# Interesting Shop Built Lever Tailstock For A 6" Lathe



## pebbleworm (Jan 10, 2016)

This lever action tailstock was briefly on eBay with a 150.00 buy it now.  I've been thinking of making something similar from a spare Mk. II tailstock, and this design gives me something more to think about.


----------



## David VanNorman (Jan 10, 2016)

That is a nice set up . You need to put a crank to eject the tooling then it will be done.


----------



## pebbleworm (Jan 10, 2016)

The new ram is solid (from the pictures), so I suspect  the drill chuck is mounted permanently.  The throw seems long which is a very good thing for a 6" Atlas, but how long can you go before things get loose?  I really need to find a good source for screw machine drills.


----------



## David VanNorman (Jan 10, 2016)

I don't have good source for drills ,I just buy what I need when I need them.

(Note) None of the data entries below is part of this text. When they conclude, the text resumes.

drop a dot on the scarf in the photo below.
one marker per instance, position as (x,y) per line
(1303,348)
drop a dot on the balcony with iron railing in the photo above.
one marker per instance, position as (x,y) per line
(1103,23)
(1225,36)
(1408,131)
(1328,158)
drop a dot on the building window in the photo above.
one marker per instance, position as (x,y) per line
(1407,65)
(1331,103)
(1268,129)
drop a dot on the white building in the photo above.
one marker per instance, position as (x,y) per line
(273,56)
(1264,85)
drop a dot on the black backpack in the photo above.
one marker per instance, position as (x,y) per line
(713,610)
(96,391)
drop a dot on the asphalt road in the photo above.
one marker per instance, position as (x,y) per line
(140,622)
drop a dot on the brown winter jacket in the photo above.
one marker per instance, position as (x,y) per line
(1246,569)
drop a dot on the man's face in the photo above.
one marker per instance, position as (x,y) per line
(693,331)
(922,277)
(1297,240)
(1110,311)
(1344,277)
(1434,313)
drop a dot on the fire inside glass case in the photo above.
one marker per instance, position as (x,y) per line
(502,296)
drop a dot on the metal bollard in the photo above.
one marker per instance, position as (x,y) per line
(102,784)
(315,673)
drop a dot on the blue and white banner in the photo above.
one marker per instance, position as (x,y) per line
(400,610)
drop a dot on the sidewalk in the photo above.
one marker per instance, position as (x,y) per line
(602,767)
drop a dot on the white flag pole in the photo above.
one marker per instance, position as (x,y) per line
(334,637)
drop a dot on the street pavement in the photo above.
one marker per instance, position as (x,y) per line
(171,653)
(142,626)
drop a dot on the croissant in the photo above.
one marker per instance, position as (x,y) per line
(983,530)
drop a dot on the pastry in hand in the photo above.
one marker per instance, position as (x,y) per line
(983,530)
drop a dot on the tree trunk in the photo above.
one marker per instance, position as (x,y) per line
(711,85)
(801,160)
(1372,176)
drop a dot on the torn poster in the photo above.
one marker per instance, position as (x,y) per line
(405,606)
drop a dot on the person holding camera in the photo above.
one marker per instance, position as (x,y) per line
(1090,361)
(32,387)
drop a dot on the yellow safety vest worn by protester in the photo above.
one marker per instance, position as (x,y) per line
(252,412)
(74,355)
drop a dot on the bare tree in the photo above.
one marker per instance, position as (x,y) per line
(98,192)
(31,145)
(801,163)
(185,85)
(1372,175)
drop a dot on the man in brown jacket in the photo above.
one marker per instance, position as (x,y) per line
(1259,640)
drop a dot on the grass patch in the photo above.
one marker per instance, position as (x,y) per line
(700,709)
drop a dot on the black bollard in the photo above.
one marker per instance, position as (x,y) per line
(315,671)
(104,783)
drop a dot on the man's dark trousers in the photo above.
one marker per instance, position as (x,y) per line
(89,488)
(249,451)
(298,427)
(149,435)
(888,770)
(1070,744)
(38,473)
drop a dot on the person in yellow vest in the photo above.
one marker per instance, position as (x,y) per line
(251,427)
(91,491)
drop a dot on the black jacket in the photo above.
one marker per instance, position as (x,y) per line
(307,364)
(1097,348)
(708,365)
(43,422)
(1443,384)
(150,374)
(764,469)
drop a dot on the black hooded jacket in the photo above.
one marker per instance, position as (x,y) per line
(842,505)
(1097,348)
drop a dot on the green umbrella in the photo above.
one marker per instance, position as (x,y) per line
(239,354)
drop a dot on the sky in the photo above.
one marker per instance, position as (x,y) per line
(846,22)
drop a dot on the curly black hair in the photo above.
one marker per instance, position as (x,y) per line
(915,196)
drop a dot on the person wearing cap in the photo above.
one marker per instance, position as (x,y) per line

Had A place in Reading PA that had factory salvage but that is gone. As far as the lever tail stock it should not be too bad as it just runs in and out fairly straight. Cast against steel if lubed should last ok.


----------



## mattthemuppet2 (Jan 11, 2016)

dang, that would certainly solve the issue of teeny tiny tailstock travel that I have on my 618


----------



## pebbleworm (Jan 11, 2016)

Here is someone who milled down a tailstock from a 9" Logan to solve that problem:
http://www.penturners.org/forum/f166/upgraded-tail-stock-bigger-better-101792/
A pretty crafty idea!  From looking at common 9" tailstocks on the web, it looks like only the Logan has enough metal after cutting down to work.


----------



## Wisrianni (Jan 14, 2016)

Thats a great idea if you get a broken down tail stock and dont wanna cough up the money for the handle,bearings,threaded shaft and all the other stuff in there.


----------